MOOCs dapat diterjemahkan sebagai suatu desain Pendidikan berbasis online yang memiliki akses terbuka dan tidak berbayar bagi siapapun. Menurut McDonald & Zlomek (2014) kursus dari MOOC sendiri memiliki beberapa fitur umum, yakni akses terbuka untuk pengguna internet, tidak berbayar dalam mengkasesnya, memiliki forum yang interaktif, dan memiliki kesempatan untuk menerima sertifikat. Adapun menurut Olga Pilli (2016) gagasan terbentuknya sebuah system MOOC adalah bahwasannya “Informasi ada di mana-mana”, yang berakibat memperluasnya akses Pendidikan. MOOC merupakan sebuah system kursus yang mendukung layanan terbuka bagi pengguna internet, terdistribusi, partisipatif dan seumur hidup. Mengingat penelitian peer-review terbatas pada MOOCs, berguna untuk membuat koneksi ke literatur yang ada terkait dengan pengajaran dan pembelajaran online. Namun, corpus terkait dengan kursus online sangat luas, dan cakupan komprehensif akan melampaui ruang lingkup upaya ini. Oleh karena itu, perspektif filosofis yang memengaruhi desain dan fasilitasi kursus online kontemporer menyediakan kerangka kerja pedagogis dan konteks untuk diskusi penelitian MOOC. Pandangan dunia dan asumsi yang mendasarinya secara eksplisit atau implisit memandu berbagai model desain MOOC (Jolie Kennedy, 2014).

MOOC sendiri memiliki kontribusi yang besar bagi pemerataan Pendidikan di seluruh wilayah.
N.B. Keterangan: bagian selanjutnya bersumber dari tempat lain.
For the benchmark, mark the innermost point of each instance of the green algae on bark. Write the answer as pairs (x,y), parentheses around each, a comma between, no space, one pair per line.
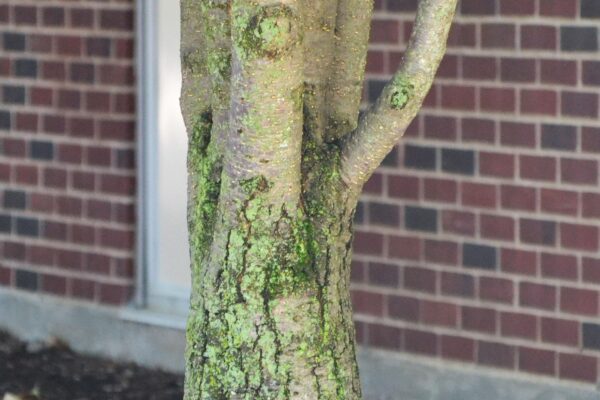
(276,163)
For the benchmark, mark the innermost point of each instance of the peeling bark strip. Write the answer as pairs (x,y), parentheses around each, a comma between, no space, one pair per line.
(276,163)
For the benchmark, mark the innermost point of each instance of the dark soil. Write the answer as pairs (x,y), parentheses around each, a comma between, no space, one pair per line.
(58,373)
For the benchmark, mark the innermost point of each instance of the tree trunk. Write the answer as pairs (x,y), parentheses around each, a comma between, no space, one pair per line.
(274,177)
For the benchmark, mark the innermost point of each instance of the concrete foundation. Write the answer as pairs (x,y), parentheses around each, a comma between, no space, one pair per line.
(157,340)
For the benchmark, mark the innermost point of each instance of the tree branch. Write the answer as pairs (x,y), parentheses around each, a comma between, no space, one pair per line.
(319,17)
(385,123)
(266,97)
(345,85)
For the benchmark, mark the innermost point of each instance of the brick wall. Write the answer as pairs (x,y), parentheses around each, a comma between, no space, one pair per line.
(67,145)
(478,239)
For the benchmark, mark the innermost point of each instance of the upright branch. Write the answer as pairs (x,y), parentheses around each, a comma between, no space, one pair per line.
(385,123)
(344,90)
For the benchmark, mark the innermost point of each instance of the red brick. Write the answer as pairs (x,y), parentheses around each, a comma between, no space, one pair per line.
(420,342)
(517,70)
(443,128)
(357,271)
(558,8)
(69,99)
(517,134)
(114,294)
(579,171)
(26,174)
(496,355)
(559,266)
(14,251)
(27,122)
(55,231)
(457,348)
(543,102)
(81,127)
(498,36)
(98,264)
(420,279)
(496,290)
(121,20)
(537,296)
(98,209)
(578,367)
(462,35)
(83,289)
(579,301)
(69,259)
(538,168)
(441,252)
(454,284)
(590,138)
(496,164)
(55,178)
(479,319)
(518,198)
(577,104)
(70,206)
(41,202)
(381,274)
(40,96)
(367,302)
(56,285)
(560,331)
(41,255)
(69,45)
(404,308)
(498,100)
(478,195)
(386,337)
(384,31)
(40,43)
(448,67)
(560,201)
(458,97)
(459,222)
(518,325)
(562,72)
(591,270)
(117,238)
(443,190)
(439,313)
(97,101)
(82,17)
(478,130)
(82,234)
(496,227)
(25,15)
(539,37)
(117,130)
(404,247)
(579,237)
(403,187)
(517,7)
(537,361)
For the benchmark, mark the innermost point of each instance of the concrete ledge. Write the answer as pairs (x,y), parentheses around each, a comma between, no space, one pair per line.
(92,329)
(157,340)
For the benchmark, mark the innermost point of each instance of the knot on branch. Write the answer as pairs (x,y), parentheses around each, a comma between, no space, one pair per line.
(272,32)
(402,92)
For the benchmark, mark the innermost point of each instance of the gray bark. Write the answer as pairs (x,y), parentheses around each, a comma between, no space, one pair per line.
(276,163)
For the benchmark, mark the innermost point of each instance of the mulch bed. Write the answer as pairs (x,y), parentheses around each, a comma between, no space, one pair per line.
(57,373)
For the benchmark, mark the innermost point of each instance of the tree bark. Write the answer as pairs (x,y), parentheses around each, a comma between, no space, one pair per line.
(274,177)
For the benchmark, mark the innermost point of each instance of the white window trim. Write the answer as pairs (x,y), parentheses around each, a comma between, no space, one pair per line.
(149,294)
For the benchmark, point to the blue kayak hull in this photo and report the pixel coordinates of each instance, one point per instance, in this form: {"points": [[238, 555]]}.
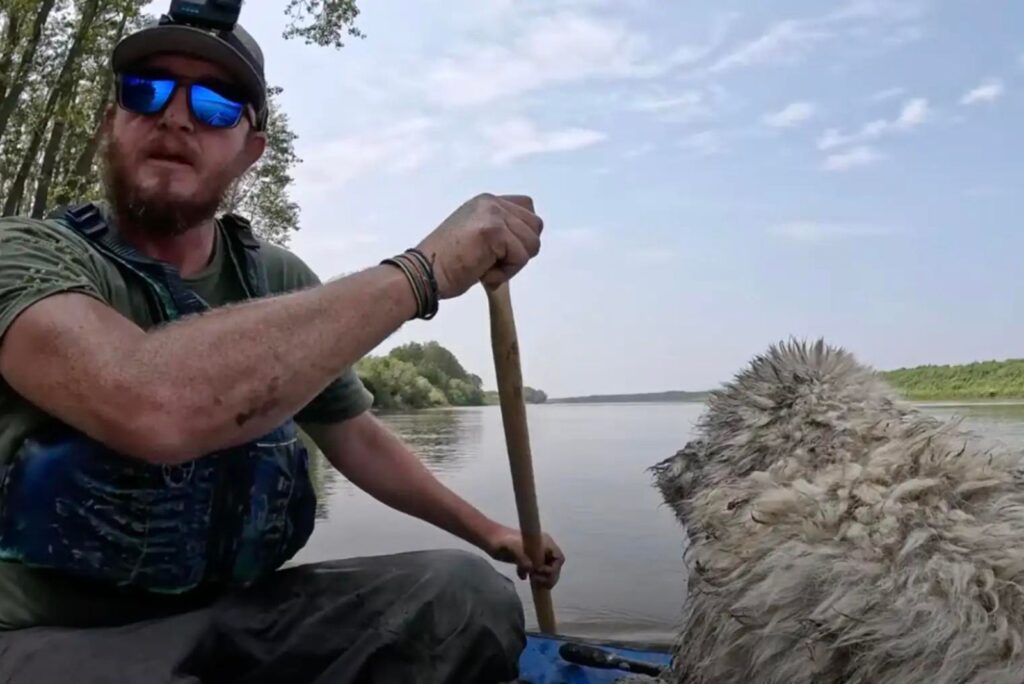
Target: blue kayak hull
{"points": [[542, 664]]}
Selain itu, MOOC juga memiliki potensi dalam menciptakan akses pembelajaran seumur hidup (Seta, Kukulska Hulme & Arrigo, 2014). Zheng, Rosson, Shih, dan Carroll (2015) melakukan wawancara dengan peserta didik yang telah merasakan pembelajaran dengan MOOC dan mengidentifikasi empat kategori motivasi pelajar MOOC, yakni, dapat memenuhi kebutuhan saat ini, dapat mempersiapkan masa depan, dapat memuaskan rasa ingin tahu, dan dapat terhubung dengan orang-orang. Dari pendapat ahli di atas, bahwasannya MOOC merupakan sebuah inovasi yang dapat mempersempit kesenjangan Pendidikan di dunia. Saat ini MOOC dapat memuaskan pembelajaran anak-anak generasi milenia dalam memperoleh ilmu pengetahuan tanpa adanya kendala ruang dan waktu bahkan hingga tidak adanya biaya besar yang dikeluarkan oleh peserta didik dalam memperoleh pengetahuan.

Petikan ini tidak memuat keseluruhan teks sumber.